The O's would be in a much better position late in a close ballgame if Gregg wasn't one of their best closer options.Nick Laham/Getty Images

To go along with that, there's the old "A losing team's last problem is having a good closer." As true as that may be, there have been at least six games the Orioles should have won, but didn't due to Gregg's reluctance to attack the strike zone.

A game that's blown late can be a morale killer, especially for such a bad ballclub. It brings about that "Here we go again" mentality, something that is obviously not needed after a game.

Many times after Gregg would blow a game, the Orioles would go on an extended losing streak and/or a streak of games where they would lose significantly more than they would win. Coincidence? I think not.

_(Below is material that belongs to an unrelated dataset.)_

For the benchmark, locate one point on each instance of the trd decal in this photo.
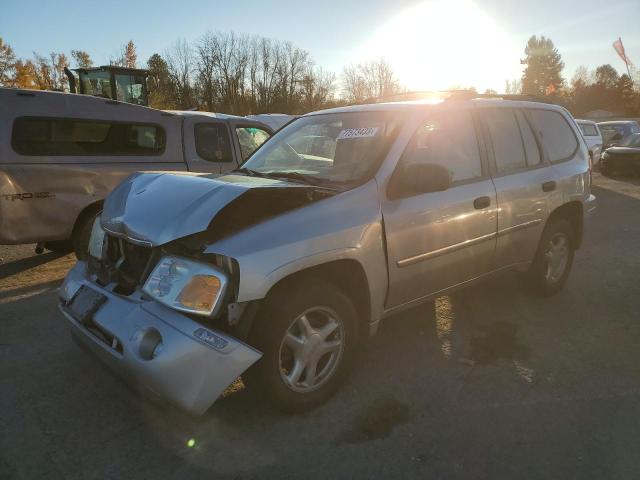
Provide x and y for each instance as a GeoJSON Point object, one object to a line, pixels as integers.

Look, Kevin Gregg isn't a bad guy or a bad pitcher overall. He works hard, does his best to help the younger guys in the bullpen and cares deeply about his team's performance as well as his own.

Have him be a middle reliever or maybe even a setup man. He can be completely dominating for stretches. It's the fact that he can be so vulnerable during others that keeps him from being a great pitcher.

But there's a reason he's never been the closer on a playoff team.

He's simply not a closer.

I hope the Orioles provide Buck with better options going into 2012 and beyond.